If a “Do Not Disturb” sign were posted on every piece of arable land, maybe then we would get the message that tilling the soil was a bad idea from the very beginning, and only got worse as we developed more efficient digging tools.
Soil scientists are finally getting the message and are loudly extolling the virtues of no till agriculture. However so far only a few in the agriculture community are listening. Until recently most of the soil scientists sided with the agriculturists. They assumed that mixing the soil layers, or horizons, created by Nature as it produces soil increases crop production.
They also said tilling suppresses the “harmful”(apparently unnecessary?) anaerobic bacteria mostly deep in the soil. Research has shown otherwise – that the ethylene anaerobic bacteria produce is essential to plant health, particularly in making anemia-preventing iron available to plants. Ethylene is also critical in the creation of stable humus and keeping root pathogens in check. Incidentally the term anaerobic is misleading as such bacteria need oxygen, but they get it from CO2 instead of O2. This means that soil dense with CO2 needs to be cycled in from time to time and then phased out as more oxygen rushes in. Tilling disrupts this cycling in and out.
No, Nature did not err during its millions of years of soil creation, and purposefully established layers, each with a necessary function for soil and plant health. The surface layer is rich in fungi which holds soil together, helping to resist the potential eroding effects of wind and water, and consequent pollution of our streams. Commonly the boundary between soil layers is not distinct so that water, organic matter, microbes, air and nutrients can pass freely from one layer to the next. This has proven to be a much better system than the mechanical mixing we have assumed was an improvement. The surface topsoil layer suffers the most when mixed with lower layers. Even a single initial tilling compromises the soil’s integrity, requiring five years or so, depending on the climate, soils and so forth, to regain its original layered arrangement.
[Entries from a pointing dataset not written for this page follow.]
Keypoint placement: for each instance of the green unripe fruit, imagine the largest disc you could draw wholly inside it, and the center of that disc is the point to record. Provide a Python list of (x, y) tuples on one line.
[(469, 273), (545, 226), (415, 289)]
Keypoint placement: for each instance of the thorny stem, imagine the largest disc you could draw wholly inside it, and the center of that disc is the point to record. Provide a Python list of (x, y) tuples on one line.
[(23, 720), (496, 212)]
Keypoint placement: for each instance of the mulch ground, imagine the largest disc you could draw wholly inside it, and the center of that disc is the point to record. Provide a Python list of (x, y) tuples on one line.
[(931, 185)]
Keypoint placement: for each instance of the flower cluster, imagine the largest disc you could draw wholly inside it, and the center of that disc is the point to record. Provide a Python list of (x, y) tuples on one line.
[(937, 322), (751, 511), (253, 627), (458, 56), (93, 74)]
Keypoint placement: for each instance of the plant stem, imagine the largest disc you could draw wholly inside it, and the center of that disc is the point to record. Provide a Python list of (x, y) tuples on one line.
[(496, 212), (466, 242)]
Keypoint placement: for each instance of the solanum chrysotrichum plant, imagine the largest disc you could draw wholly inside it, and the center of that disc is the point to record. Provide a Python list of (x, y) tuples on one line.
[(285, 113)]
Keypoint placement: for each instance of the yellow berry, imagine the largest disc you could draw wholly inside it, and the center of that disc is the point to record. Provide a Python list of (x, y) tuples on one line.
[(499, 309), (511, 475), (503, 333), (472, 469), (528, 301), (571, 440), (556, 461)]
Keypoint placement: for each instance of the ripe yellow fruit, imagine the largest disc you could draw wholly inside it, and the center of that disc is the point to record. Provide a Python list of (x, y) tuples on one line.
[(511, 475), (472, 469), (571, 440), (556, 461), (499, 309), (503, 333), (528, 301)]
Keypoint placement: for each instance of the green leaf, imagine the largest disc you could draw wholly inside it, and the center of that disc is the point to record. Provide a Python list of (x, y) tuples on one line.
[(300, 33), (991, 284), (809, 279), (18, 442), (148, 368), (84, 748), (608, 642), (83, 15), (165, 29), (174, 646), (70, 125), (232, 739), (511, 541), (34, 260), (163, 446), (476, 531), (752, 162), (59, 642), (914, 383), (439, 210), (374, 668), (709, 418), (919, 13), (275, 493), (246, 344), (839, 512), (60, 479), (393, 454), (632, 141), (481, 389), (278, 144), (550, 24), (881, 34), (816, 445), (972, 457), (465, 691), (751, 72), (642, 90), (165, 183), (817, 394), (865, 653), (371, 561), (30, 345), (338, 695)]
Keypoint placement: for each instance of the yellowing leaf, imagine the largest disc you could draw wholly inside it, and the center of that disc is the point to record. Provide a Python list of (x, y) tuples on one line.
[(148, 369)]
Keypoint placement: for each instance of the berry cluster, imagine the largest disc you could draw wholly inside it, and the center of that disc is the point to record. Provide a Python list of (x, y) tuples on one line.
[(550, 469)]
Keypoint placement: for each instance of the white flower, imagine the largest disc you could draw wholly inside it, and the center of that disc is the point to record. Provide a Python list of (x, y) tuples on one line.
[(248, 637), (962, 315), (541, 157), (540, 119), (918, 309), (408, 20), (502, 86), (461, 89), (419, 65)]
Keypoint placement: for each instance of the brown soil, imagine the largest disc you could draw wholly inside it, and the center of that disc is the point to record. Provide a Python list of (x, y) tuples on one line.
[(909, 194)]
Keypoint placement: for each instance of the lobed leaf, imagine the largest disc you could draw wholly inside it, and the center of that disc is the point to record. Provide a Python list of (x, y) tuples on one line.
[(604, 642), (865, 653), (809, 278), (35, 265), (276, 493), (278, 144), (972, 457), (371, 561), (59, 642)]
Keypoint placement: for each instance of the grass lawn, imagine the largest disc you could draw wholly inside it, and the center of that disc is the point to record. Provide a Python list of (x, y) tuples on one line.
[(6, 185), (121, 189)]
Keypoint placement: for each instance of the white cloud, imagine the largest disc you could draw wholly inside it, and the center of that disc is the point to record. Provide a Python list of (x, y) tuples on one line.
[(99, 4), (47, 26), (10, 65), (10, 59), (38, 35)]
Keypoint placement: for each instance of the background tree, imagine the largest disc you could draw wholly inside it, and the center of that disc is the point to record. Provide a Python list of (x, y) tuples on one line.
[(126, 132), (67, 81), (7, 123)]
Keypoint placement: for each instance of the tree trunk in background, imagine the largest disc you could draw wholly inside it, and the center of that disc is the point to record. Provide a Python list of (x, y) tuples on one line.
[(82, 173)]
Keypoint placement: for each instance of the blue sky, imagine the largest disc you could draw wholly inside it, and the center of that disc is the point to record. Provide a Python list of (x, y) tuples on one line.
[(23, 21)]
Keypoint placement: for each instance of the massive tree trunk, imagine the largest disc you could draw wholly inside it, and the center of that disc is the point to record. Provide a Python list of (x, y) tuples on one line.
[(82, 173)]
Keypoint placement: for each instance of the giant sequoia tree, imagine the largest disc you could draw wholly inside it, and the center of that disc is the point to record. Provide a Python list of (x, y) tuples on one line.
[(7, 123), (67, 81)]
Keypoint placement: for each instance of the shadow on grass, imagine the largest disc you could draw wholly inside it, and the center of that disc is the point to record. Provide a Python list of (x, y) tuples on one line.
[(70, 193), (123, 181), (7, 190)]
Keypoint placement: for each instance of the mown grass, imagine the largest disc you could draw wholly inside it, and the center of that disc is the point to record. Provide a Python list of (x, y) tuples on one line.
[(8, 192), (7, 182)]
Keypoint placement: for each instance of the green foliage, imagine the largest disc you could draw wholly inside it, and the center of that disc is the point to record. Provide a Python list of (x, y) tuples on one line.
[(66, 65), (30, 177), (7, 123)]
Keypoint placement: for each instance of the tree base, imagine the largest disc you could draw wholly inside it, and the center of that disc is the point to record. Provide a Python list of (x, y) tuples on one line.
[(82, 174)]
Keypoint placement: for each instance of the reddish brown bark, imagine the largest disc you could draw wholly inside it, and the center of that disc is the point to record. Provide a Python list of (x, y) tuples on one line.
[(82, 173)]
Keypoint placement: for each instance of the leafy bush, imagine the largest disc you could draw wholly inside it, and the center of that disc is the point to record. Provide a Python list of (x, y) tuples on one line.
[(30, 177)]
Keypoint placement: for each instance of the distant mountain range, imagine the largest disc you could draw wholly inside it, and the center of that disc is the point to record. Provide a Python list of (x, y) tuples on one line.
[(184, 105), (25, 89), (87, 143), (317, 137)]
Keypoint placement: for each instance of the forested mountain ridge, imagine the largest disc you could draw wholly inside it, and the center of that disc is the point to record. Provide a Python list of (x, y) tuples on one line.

In starting a garden on ground that has been deeply compacted an initial chiseling might be called for, or, in relatively small gardens, “lifting” the soil to achieve the necessary loosening, followed by cover cropping, as advocated in Permaculture manuals. I have found that even with a degraded or chemically dependent soil chemical fertilization can be abandoned immediately with a nitrogen rich mulch like grass clippings.
Our need is for food that is palatable, which happens to be mostly annuals, but perennials dominate in wild Nature. Annuals are very fast growing which gives them a big appetite, so a particularly deep mulch is needed to supply the necessary nutrients. Wide plant spacing helps in
applying thick mulch, which must be added in increments to avoid the matting that occurs with a deep nitrogen-rich mulch. At first the plant roots will not venture far from the mulch layer but in time, with cover cropping and earthworm activity they will forage deeper.
A common criticism of no till gardening is that it would require us to go back to “hunting and gathering”, which is obviously not a possibility with the present large population. Some radical changes are required however. No one needs to go hungry but many of us will go hungry if long-distance transportation of food is not ended.. I feel much greater care would be given to the soils in one’s own country than soils in a far off land. Another change that I see would be in growing more vegetables and fruits and fewer grains, which means a more vegetarian diet. This change would result in increased health and even reduce the gap between the rich and the poor.
When humankind becomes serious in saving the planet and atmosphere no till agriculture and planting more trees, will become the norm as they are the most feasible way of sequestering carbon.
Nature welcomes each new species since species diversity provides ecosystem stability (self-correcting, self-organising capacity). So She has been heartbreakingly patient and even forgiving in our clumsy (read destructive) attempts to find a home here. It has been suggested, with great urgency, that the reason finding a constructive or creative niche has been so difficult for us is because of ego-interference, which divides the world into self and not-self. In Reality however everything arises within Nature, with no such division. Could it be true that saving civilization and the planet is primarily a Spiritual matter in the non-religious sense of transcending the ego? It has been reported that when such transcendence is complete there is not even a separate God.